ヴェルナー:ポストごとに班長がいてシフト表を作成したり各ポストを取りまとめますが、他にも食事や休憩ができるスペース用のテントや冷蔵庫、レースをコースサイドでも観られるようにテレビモニターやバーベキュー用のコンロ等の備品の調達を担当する人、必要な食料品や飲み物の調達をする人など、各自役割分担があります。

 私たちのP8-P9の食事は、毎回50食程度を用意する大所帯です。自宅から通うコースマーシャルであればテントやキャンピングカーで宿泊して自炊をする必要はありませんが、私たちのように全員が遠方から来るポストではレースウイークを健康で安全に乗り切れるように、自分たちで努力しなければなりません。ですから、ル・マンの仲間は長年一緒にレースを見守り、そして寝食をともにする、大切な友であり、いわば家族と同じ存在です。

【知られざる欧州コースマーシャルの実態】
2024年ル・マン24時間、ヴェルナーさんのポストのオフィシャル集合写真

──ル・マンのコースマーシャルで大変なことは?

ヴェルナー:コースマーシャルだけで相当な人数がいますし、コースサイドの担当場所には全員が自走で来なければなりませんが、パーキングチケットの数がポストの人数を賄うのに充分ではないことも多いのです。また、たとえパーキングチケットを持っていたとしても、今日は通行できても翌日はなぜかNGだったり、朝はOKで夜はダメだったりもします。私たちは買い出しや用事で外出したり仕事のためにコースサイドへ出入りしなければならないのですが、毎回のこの押し問答には困りますね。それも毎年です(苦笑)。

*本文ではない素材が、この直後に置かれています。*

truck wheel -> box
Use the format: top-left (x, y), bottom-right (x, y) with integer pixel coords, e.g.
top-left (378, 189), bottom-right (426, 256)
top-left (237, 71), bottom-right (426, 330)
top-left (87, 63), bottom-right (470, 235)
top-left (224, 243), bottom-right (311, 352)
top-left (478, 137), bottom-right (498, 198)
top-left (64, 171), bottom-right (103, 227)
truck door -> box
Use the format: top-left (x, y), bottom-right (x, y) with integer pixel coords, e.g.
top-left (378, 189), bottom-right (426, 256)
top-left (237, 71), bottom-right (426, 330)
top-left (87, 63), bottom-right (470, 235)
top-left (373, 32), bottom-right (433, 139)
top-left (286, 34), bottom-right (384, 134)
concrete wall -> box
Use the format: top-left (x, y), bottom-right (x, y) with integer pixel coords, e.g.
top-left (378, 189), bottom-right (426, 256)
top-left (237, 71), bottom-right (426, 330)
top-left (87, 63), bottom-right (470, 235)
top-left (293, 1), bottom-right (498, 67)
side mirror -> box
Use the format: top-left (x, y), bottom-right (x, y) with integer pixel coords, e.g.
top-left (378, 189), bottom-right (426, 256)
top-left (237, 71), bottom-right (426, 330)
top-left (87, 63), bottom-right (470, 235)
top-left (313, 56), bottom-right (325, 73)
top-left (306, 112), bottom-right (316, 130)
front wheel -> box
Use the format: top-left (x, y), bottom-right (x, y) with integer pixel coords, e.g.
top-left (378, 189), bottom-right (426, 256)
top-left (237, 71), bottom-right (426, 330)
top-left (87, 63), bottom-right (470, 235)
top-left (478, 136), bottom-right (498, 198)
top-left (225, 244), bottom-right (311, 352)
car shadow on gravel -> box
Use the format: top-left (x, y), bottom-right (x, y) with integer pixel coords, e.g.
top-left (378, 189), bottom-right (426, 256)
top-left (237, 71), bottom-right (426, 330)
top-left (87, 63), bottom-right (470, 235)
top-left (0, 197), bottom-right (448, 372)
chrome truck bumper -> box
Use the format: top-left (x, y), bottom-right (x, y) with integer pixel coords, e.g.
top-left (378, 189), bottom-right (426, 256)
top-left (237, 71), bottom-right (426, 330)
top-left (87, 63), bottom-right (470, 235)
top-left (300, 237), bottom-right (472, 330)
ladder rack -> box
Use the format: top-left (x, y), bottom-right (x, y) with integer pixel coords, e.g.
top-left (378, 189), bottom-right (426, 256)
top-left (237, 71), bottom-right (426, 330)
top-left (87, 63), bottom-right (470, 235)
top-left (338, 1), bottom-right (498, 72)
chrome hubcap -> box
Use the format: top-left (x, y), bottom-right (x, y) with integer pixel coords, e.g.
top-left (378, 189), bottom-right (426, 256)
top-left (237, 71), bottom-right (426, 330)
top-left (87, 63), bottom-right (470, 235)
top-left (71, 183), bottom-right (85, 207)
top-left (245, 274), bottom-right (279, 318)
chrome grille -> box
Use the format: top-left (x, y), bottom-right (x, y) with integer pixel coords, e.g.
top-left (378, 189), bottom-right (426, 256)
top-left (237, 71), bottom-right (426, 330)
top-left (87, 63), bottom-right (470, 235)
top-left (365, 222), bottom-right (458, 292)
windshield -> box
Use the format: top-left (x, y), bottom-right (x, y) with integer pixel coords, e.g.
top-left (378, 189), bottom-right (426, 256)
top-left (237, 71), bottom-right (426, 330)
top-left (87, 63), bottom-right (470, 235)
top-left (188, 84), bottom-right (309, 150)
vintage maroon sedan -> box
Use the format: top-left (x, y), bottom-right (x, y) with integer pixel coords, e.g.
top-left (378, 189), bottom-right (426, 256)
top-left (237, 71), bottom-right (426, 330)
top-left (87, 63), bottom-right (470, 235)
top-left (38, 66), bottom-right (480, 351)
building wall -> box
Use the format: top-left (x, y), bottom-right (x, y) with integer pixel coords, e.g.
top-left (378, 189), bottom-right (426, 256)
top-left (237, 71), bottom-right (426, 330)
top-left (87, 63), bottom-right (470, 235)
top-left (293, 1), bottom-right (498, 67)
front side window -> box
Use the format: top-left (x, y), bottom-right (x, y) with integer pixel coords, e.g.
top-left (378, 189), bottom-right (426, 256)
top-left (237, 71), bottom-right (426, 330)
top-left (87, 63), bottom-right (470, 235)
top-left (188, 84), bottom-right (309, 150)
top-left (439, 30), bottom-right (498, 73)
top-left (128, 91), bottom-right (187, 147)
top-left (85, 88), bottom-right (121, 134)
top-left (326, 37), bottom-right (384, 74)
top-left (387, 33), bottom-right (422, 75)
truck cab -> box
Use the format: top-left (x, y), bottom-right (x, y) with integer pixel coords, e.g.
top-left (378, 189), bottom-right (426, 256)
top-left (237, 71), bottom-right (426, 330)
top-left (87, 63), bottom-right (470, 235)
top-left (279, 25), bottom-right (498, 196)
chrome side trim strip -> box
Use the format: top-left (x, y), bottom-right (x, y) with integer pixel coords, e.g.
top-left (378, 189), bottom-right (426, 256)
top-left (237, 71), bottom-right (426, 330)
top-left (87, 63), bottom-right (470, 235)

 また、完全手弁当のボランティアの為、コースマーシャルの年齢層は高く、後継者不足に悩まされています。

──ル・マンでの良い思い出は?

ヴェルナー:ル・マン100周年を迎えた2023年のレース前日にはコースマーシャルがスタートグリッドに全員招待されて大集合し、ACOのピエール・フィヨン会長やFIAの関係者からねぎらいのお言葉を頂けたことは非常に嬉しかったですね。また、以前はトム・クリステンセン/アラン・マクニッシュ/ディンド・カペッロが私たちのポストのテントを訪問してくれたことがあり、それも楽しい思い出です。

* * * * *

 ル・マンに限らず、世界中のサーキットにおいて、どんなに厳しい天候下でもレースの安全を見守り、迅速に対応をしてくれるコースマーシャルたちがモータースポーツへの深い情熱を持ってボランティアでレースを支えてくれることに心から感謝し、レースを楽しみたいと思う。